I saw that .... If I were the deputy, I would be trying to get the pistol after the Trial is over, and have that mounted
 

Larry Gude

Strung Out
There's a pic floating around of two rifle rounds, one stuck in the other at about a 90 degree angle, hit the other one in flight somewhere, sometime during Galipoli.

It happens. :shrug:
 

GURPS

INGSOC
PREMO Member
There's a pic floating around of two rifle rounds, one stuck in the other at about a 90 degree angle, hit the other one in flight somewhere, sometime during Galipoli.

It happens. :shrug:



back in the 80's at various gun shows this gun had a display ....
.... there was an M1 Carbine on display .... AP round supposedly went through the barrel dead center and took out the GI running with the weapon straight up and down ....
 

Monello

Smarter than the average bear
PREMO Member
There's a pic floating around of two rifle rounds, one stuck in the other at about a 90 degree angle, hit the other one in flight somewhere, sometime during Galipoli.


bull.jpg
 

GURPS

INGSOC
PREMO Member
Two lucky soldiers avoided those, but how long before others arrived? Gallipoli was an absolute bloodbath, with no chance of victory, perpetuated by the arrogance and stupidness of the British idiotic commands.

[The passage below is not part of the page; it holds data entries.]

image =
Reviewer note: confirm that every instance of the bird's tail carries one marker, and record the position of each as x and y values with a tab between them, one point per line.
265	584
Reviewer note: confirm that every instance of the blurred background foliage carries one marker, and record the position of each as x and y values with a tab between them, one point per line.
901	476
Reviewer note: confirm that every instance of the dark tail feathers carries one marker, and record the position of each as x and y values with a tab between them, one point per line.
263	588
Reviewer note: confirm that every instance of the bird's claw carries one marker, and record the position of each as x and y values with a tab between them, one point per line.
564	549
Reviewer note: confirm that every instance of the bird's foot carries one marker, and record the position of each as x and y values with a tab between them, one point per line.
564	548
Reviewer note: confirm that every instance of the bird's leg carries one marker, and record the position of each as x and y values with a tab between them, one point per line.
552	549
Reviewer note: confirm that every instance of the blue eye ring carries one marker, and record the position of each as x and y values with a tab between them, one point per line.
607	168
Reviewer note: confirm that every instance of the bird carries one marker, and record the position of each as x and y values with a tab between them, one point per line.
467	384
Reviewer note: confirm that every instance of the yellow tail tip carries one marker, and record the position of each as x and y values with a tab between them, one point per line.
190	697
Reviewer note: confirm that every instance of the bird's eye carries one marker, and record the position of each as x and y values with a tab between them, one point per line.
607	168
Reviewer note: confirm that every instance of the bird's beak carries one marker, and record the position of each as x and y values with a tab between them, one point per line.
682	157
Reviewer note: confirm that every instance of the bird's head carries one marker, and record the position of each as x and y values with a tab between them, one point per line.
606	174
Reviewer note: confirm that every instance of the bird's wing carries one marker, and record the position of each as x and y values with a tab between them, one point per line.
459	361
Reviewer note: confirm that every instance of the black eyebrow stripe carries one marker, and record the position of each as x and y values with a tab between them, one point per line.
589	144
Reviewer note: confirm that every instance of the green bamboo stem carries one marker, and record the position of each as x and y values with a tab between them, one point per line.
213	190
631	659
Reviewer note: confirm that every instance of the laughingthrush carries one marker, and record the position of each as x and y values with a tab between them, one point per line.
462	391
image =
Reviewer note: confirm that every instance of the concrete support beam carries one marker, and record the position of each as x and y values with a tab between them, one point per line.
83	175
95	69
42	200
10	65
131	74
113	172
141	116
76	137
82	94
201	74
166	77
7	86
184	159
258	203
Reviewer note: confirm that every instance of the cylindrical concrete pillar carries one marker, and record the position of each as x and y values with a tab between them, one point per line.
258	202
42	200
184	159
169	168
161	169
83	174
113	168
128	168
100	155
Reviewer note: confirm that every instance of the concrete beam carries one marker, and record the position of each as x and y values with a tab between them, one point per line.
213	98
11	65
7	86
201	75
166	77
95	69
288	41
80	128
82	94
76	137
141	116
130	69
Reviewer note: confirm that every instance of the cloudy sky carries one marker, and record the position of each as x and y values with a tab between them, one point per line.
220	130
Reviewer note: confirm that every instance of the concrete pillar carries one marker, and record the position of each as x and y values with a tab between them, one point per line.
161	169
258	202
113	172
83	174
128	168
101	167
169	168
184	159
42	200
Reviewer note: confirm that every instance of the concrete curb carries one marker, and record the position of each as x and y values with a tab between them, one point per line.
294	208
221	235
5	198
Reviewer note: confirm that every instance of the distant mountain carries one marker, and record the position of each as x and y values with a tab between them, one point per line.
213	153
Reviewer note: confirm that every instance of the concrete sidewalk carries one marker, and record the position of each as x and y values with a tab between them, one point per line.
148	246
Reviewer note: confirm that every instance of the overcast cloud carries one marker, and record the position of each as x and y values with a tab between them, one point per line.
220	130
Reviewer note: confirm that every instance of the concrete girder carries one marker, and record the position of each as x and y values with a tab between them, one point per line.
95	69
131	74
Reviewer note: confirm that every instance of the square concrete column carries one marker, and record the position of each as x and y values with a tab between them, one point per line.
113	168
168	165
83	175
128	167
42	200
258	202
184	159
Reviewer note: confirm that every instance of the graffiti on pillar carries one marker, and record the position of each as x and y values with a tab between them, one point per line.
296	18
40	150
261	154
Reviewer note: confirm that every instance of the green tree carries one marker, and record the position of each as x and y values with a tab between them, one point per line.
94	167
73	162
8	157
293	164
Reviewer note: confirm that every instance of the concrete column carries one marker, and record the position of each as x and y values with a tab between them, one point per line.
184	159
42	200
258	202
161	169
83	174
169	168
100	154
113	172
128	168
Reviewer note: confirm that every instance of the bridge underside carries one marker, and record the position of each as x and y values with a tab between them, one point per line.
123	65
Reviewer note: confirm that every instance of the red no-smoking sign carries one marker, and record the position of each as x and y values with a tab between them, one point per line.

with the advent of Machine Guns, mass charges were just plain stupid ...... 10,'s of thousands killed in a single battle
 

Larry Gude

Strung Out
with the advent of Machine Guns, mass charges were just plain stupid ...... 10,'s of thousands killed in a single battle

Actually, they were not stupid. The reality was that there was a state of war and the boss's knew about machine guns and rapid fire cannon with high quality, reliable ammunition and trenches. If you're a general, those are the realities you are ordered to fight. You can't go around them so, you tried to suppress them and then overwhelm a break through point and flank them. Given that leaders back home decided there will be war, that was the best they could do. At the Somme, they bombarded the line for a week, trying to find the right balance between suppression, limiting reinforcements and guess at the best moment to attack, absorb the losses and achieve the objective by a combination of suppression, movement and, yes, absorbing enough bullets to take a position and then flank.

The horror of it is just how much punishment men could take when they had no other choice, the bombing, the becoming subterranean beasts, all tended to overcome the best of plans. Point is that, given what it was, if 10,000 men shot meant 100,000 flooded though and flanked the enemy and won the war, it was deemed worth it and, if war it was, there really was no other choice. Lincoln called it the 'awful math' and Grant got it. If it is war, then that means killing.
 

itsbob

I bowl overhand
There's a pic floating around of two rifle rounds, one stuck in the other at about a 90 degree angle, hit the other one in flight somewhere, sometime during Galipoli.

It happens. :shrug:

In Galipoli and other battlefields you will find one in a million shots like this, because at any given time there could be thousands of bullets in flight, and in a short period of time a million small arms round expended.. On a battlefield a "one in a million" shot isn't that rare..

A one round, one shot in a single one on one encounter.. THAT's RARE!
 

GURPS

INGSOC
PREMO Member
Actually, they were not stupid.



yeah they were ...
... because the bombardments did not knock out the machine guns
... when you lose 20,000 men along an entire front in one battle something is wrong [1st day Battle of The Somme]
 

Larry Gude

Strung Out
yeah they were ...
... because the bombardments did not knock out the machine guns
... when you lose 20,000 men along an entire front in one battle something is wrong [1st day Battle of The Somme]

Yeah, something is wrong: having that war. So, if you want to say the leaders back home were stupid, we agree. As for the fighting, it could go no other way.
 

stgislander

Well-Known Member
PREMO Member
Many historians have said the only thing that broke the stranglehold of the machine gun was the appearance of mechanized armor (tanks).
 

Larry Gude

Strung Out
Many historians have said the only thing that broke the stranglehold of the machine gun was the appearance of mechanized armor (tanks).

It was about to get really interesting in terms of armor and trenches and machine guns and then...the war paused for awhile.